Only one party – the Conservatives, led by Andrew Scheer – has a full candidate roster with representatives in each riding.
Here’s the latest candidates count:
- Conservatives: 338
- People's Party of Canada: 318
- Greens: 317
- Liberals: 305
- NDP: 235
The NDP has been slow to recruit candidates. Their own leader Jagmeet Singh wasn’t nominated in his riding of Burnaby South until late August.
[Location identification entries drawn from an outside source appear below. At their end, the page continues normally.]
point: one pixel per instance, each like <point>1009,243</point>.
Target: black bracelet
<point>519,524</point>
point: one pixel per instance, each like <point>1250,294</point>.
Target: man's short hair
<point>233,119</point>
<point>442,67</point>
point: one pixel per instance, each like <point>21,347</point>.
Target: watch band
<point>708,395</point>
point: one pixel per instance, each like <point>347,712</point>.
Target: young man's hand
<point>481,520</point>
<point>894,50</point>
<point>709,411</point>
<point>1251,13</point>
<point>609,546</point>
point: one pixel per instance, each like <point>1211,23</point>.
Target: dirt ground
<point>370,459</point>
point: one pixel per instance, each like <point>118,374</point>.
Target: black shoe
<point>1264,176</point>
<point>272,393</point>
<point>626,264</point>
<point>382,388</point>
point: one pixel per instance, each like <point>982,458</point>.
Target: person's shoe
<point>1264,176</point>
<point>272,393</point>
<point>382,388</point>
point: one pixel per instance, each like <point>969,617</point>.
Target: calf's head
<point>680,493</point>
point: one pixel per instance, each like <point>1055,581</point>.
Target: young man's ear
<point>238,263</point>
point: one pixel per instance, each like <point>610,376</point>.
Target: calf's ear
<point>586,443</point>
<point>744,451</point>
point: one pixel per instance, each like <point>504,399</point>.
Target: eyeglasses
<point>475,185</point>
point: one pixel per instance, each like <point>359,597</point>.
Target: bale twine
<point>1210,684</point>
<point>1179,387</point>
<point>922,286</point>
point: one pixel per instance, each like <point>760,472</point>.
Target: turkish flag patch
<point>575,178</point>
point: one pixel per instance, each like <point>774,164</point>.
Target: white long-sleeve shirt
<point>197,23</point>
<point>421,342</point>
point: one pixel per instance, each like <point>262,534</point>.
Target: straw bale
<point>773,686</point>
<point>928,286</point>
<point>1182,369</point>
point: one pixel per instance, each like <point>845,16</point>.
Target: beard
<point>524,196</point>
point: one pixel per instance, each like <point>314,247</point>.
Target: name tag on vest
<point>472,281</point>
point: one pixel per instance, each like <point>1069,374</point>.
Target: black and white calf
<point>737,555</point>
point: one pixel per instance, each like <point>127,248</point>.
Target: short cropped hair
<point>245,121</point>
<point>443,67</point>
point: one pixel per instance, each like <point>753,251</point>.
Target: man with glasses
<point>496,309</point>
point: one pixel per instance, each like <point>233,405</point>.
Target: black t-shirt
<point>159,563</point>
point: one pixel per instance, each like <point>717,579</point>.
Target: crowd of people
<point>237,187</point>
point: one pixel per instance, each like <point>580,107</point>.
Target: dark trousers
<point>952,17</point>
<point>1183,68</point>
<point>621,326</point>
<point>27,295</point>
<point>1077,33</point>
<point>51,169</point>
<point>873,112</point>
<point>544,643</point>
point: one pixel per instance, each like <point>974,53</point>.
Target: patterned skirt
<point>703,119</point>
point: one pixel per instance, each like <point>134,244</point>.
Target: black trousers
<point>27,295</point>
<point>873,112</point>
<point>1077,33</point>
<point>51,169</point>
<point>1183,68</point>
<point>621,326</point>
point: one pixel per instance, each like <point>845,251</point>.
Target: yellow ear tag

Since then, two prominent Ontario candidates took themselves out of the running citing a slow vetting process.
The Conservatives and the Liberals have both touted their candidate roster for being rich in diversity.
"The Conservative team led by Andrew Scheer includes a record number of women candidates with 105, well ahead of the previous high of 68 in 2011. Conservative candidates in 2019 include Indigenous Canadians, LGBTQ+ Canadians, Muslims, Sikhs, Jewish Canadians, Christians, Hindus, Buddhists, and new Canadians including those who immigrated in the 2000s," according to the Conservative Party’s website.
As for Team Trudeau:
"Candidates include veterans, teachers, Indigenous leaders, LGBTQ2 advocates, entrepreneurs, scientists, first responders, Olympians and Paralympians, experienced Parliamentarians, and more -- all working hard to build a better future for their communities," said Braeden Caley, head of communications for the Liberal Party of Canada in a statement to CTVNews.ca.
The NDP, meanwhile, say their slate so far is made up of more than 50% women, 25% racialized candidates, 8% LGBTQ2+ and 8% Indigenous.
"Jagmeet has been very clear that our process takes longer because ridings actually have to seek candidates that identify as women and other equity seeking groups and that work takes time," the NDP’s Director of Communications Melanie Richer told CTVNews.ca.
As per Election Canada guidelines, each party has until September 30 at 2 p.m. local time to fill out their candidate list. As such, Canadians can expect to see a full lineup of prospects from each party by the end of the month.